Ronald Michael Pope (born July 23, 1983) is an American pop and rock singer-songwriter. He is currently based in Nashville.

Background and career
Pope was raised in Marietta, Georgia. He attended East Cobb Middle School and Joseph Wheeler High School. He began playing the guitar at an early age.

After high school, he attended Rutgers University for two years to play baseball. After a career-ending injury, he transferred to New York University in 2003 to pursue his interest in music. After joining a songwriting circle with fellow students, he met friends and future band mates, Zach Berkman and Paul Hammer. In 2007, he co–wrote the internet hit "A Drop in the Ocean" with Zach Berkman. 
From there, they created The District with Chris Kienel, Will Frish and Mike Clifford. Following success as a college band, they toured for two years and recorded three albums: The District, The District Does Christmas, and Last Call. In December 2010, The District reunited to record "Wellfleet"

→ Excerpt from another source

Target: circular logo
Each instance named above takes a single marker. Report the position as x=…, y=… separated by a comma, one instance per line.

In March 2008, Pope performed on MTV's TRL as a featured up-and-coming artist. Independently, he wrote, produced, and released four full-length albums: Daylight (2008), The Bedroom Demos (2009), Goodbye, Goodnight (2009) and Hello, Love (2010).

In May 2009, Pope signed a year-long recording contract with record label Universal Republic, with whom he released two singles, "A Drop in the Ocean" and "I Believe". Since leaving the label, he has produced and released his music independently.

Ron founded the record label, Brooklyn Basement Records, alongside his wife, Blair. The roster now includes rock artist Truett.

On March 6, 2017, he took part in a benefit concert celebrating the music of Aretha Franklin at Carnegie Hall.

Television placements
He has had two songs placed on FOX's So You Think You Can Dance in both Canada and the US. He was featured in the season three premiere of The Vampire Diaries on The CW. "A Drop in the Ocean" was performed on the UK television show Made in Chelsea by the British reality star Caggie Dunlop, and also in the fourth season of 90210. He also guest starred in season 3 episode 17 of Nashville.

Discography

References

External links

 Ron Pope profile on TheMusicNinja

1983 births
Living people
American rock songwriters
American male singer-songwriters
American male pop singers
American rock singers
21st-century American singers
21st-century American male singers
Singer-songwriters from Georgia (U.S. state)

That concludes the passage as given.